Are black holes nothing but two dimensions? Is our consciousness in lock step with the quantum universe? Is the pinpoint of light in the sky an alien visitation. Is there anti-entropy? Is Soylent Green people? Are we greater than the sum total of our parts? Did Albert Einstein and Marilyn Monroe have a kid?
Can I transport from my Inner Reaches to the Outer Limits? To Tomorrowland in a blot of paint or a glance at the sky?
You betcha I can. You come, too.
by Joe Coluccio, President Parsec
“How dare you resemble someone I despise?” says the passing woman as she slaps Lou Costello, who, unassuming and innocent, is waiting at the bottom of the tenement stairs for the return of Bud Abbot You laugh, but that’s funny. Every bit as funny as The Susquehanna Hat Company and the tragedy that occurred at Niagara Falls. No bout a doubt it. I meally rean it. Bud and Lou are two of my comedy faves.
In succession, from 1948 to 1955, Abbot and Costello met the whole of the famous Universal Horrors. “Frankenstein,” “The Killer, Boris Karloff,” “The Invisible man,” “Dr. Jekyll and Mr. Hyde,” and “The Mummy.” Both Horror and Comedy are treated with respect in the films.
In the first of the movies Abbot (Wilbur Grey) and Costello (Chick Young) meet Frankenstein, they also meet Béla Lugosi, in the only film where he repeats his role of Dracula and Lon Chaney Jr. As Larry Talbot, The Wolf Man. “Even a man who is pure of heart, and says his prayers at night, may become a wolf when the wolfsbane blooms and the moon is full and bright!” After The Wolfman and Dracula fall into the sea, and the Frankenstein Monster succumbs yet again to a fiery demise, and all is right with the world, the disembodied voice of The Invisible Man (Vincent Price) disappears as a cigarette floating in the air.
As the series progresses, the monster gag becomes a little frayed, but the happenings are always more than a ton of fun. Even when the duo meets the Mummy, which is the weakest of the five films, has a clever chase sequence with three rag wrapped Egyptian princes.
I can’t help myself. Every once in a horror I grab the entire four volume DVD set (27 seven films) of “The Best of Abbot and Costello” off the shelf and watch them all over a period of a few days. When I get to the Universal horrors, like a comedy/horror freak zombie with a weak will and a powerful sense of nostalgia, I find copies to watch of Martin and Lewis in “Scared Stiff,” Bob Hope in “The Cat and the Canary” and “The Ghost Breakers.” Even “The Three Stooges “Have Rocket Will Travel” and “in Orbit.” Finally, I celebrate Halloween watching “Arsenic and Old Lace.” Once in a particularly virulent strain of my horror/comedy disorder, I also viewed the classic, Duke Mitchell and Sammy Petrillo blockbuster “Bela Lugosi Meets a Brooklyn Gorilla.”
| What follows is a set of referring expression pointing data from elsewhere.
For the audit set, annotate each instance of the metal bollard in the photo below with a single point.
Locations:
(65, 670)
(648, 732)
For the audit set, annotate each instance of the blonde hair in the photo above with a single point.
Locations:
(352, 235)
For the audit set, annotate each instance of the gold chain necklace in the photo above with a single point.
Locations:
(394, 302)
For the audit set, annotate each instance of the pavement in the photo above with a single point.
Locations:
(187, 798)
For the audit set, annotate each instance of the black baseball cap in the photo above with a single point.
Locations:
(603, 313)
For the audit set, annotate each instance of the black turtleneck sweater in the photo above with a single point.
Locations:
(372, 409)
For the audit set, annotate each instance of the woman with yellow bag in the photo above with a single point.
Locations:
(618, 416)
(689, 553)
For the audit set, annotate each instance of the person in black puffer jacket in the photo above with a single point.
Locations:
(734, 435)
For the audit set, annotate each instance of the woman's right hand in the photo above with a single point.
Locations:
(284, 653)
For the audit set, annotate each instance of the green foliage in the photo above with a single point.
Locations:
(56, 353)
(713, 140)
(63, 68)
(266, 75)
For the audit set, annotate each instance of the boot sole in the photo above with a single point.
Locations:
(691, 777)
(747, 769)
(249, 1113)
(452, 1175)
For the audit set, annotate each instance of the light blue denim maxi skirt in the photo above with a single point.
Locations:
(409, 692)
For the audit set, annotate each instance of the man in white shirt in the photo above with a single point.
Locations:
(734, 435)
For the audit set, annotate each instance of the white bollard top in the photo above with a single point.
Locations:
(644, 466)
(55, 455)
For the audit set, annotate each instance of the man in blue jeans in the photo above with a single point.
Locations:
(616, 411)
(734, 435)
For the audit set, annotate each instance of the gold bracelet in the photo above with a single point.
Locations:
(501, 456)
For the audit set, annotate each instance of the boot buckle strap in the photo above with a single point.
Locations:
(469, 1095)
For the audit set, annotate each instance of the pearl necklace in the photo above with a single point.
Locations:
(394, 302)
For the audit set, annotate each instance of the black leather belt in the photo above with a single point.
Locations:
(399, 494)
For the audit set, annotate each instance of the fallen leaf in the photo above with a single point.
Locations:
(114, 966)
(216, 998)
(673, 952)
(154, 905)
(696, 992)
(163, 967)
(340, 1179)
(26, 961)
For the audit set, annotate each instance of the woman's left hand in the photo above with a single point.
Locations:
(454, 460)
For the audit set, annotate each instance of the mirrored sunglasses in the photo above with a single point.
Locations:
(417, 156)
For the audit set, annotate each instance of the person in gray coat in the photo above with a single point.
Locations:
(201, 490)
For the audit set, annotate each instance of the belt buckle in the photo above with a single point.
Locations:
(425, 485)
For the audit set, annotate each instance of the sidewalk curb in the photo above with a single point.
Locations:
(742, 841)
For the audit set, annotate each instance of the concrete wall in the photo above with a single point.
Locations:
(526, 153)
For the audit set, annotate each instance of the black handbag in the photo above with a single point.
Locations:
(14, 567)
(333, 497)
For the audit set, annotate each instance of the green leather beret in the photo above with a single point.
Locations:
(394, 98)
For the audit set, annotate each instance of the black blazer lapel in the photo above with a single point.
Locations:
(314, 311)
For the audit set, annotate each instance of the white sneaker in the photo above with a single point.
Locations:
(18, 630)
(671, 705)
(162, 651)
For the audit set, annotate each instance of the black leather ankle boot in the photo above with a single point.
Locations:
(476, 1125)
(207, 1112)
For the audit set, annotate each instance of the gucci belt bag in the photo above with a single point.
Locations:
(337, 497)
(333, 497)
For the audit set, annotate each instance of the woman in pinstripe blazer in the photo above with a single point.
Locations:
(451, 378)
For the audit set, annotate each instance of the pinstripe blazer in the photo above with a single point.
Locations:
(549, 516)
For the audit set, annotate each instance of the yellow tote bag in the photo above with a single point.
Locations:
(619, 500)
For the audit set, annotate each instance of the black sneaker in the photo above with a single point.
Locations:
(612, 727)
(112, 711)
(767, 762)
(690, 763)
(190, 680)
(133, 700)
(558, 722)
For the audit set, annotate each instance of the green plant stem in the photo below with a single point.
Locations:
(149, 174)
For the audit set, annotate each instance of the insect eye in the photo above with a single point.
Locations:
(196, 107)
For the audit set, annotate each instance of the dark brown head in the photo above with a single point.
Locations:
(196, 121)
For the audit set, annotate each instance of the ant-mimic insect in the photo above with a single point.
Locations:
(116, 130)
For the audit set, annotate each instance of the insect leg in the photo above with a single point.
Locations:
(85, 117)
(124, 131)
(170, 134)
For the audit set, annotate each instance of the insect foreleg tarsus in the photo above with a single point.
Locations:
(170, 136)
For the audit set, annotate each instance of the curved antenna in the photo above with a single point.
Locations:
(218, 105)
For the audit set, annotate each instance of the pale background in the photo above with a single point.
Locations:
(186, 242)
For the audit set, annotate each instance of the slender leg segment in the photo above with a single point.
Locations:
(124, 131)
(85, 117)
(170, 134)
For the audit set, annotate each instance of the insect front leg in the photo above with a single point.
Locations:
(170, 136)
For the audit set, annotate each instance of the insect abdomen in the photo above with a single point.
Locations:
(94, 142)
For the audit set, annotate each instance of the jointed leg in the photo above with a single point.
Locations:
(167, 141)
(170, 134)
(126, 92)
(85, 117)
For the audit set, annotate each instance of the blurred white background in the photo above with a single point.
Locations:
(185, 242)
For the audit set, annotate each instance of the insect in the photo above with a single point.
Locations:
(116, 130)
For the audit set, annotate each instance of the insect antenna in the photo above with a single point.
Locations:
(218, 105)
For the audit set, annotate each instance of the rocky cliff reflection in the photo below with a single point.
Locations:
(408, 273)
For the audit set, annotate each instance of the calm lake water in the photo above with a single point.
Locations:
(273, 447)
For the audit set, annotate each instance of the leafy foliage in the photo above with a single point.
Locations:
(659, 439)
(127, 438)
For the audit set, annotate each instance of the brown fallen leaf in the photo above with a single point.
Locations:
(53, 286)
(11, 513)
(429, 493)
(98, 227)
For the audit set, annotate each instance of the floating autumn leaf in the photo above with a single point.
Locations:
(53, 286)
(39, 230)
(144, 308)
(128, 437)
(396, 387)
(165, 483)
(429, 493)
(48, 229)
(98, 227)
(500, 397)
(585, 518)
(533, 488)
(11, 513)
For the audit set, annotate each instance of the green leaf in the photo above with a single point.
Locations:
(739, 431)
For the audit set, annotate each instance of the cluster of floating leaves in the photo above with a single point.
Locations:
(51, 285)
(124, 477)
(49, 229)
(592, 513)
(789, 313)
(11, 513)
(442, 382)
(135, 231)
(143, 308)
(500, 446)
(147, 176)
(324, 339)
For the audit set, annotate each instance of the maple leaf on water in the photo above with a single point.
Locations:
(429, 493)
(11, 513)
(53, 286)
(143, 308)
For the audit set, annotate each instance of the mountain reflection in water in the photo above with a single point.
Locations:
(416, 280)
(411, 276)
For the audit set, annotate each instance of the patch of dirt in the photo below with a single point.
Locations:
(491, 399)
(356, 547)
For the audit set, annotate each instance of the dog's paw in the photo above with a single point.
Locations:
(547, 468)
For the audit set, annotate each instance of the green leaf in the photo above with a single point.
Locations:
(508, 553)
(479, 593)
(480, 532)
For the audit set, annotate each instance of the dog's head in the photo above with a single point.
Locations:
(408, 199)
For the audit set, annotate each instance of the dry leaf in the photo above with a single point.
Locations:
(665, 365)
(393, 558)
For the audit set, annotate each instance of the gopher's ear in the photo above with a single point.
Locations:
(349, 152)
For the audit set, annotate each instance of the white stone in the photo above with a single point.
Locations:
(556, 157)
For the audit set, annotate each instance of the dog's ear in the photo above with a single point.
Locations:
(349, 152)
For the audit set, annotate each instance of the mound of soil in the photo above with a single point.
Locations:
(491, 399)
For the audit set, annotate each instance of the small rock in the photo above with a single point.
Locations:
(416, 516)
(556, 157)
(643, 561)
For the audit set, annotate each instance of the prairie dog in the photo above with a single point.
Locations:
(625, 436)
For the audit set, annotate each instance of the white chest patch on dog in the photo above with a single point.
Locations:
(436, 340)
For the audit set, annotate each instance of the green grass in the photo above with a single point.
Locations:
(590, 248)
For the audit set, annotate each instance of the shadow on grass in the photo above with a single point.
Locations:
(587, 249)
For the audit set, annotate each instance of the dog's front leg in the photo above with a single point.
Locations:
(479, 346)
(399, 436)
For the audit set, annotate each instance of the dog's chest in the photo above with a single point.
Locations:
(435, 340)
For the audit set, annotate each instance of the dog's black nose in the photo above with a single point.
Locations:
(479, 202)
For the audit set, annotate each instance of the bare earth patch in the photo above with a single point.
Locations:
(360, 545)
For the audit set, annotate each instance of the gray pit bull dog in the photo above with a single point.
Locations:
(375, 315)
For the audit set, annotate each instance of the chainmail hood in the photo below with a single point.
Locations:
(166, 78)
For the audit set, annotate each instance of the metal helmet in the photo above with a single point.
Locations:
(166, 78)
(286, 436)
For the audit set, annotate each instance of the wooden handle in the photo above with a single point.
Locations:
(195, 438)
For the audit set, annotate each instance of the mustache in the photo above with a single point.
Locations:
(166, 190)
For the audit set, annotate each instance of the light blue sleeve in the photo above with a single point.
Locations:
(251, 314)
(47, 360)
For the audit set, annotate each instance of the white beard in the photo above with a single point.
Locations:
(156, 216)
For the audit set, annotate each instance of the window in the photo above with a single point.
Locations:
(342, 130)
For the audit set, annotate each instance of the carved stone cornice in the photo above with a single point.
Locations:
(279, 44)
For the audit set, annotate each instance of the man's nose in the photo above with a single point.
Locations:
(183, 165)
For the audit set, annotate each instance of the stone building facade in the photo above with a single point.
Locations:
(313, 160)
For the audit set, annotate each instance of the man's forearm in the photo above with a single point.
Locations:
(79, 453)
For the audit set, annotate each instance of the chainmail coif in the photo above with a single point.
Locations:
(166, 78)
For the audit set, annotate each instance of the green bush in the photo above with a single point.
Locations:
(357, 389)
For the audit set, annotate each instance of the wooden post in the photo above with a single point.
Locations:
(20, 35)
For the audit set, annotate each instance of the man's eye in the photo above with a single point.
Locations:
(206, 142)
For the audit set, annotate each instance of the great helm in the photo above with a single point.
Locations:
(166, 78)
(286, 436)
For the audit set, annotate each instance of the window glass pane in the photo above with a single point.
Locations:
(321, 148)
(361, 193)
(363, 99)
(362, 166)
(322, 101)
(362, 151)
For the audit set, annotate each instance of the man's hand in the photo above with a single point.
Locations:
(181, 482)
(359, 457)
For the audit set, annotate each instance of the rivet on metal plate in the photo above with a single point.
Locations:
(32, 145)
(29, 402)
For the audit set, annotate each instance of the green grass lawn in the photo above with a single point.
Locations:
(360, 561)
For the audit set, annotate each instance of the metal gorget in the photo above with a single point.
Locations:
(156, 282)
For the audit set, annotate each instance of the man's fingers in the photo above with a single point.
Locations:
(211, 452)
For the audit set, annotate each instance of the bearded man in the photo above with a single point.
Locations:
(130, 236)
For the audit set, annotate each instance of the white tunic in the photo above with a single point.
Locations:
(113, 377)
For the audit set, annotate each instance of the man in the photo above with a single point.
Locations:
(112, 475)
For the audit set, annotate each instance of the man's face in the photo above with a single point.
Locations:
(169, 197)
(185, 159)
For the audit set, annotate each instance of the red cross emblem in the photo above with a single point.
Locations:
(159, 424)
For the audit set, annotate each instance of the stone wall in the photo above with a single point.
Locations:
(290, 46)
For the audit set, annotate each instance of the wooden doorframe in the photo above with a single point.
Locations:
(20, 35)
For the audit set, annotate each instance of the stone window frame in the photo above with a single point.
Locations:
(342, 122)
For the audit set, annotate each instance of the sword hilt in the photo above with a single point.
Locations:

I was found babbling, much as Renfield, “ Abbot and Costello try to fly to Mars and end up in New Orleans. The Stooges accidentally end up on Venus. What cruel conspiratorial creatures on Mars are clouding our minds. Were Welles and Wells right? Did I hear the news correctly? Was there a landing in Grover’s Mills this morning? I sov you low much”
Friends and family dragged me away from the TV set and put me on a strict diet of more substantial fare. Did you know there are four more Antoine Doinel movies after “The 400 Blows?”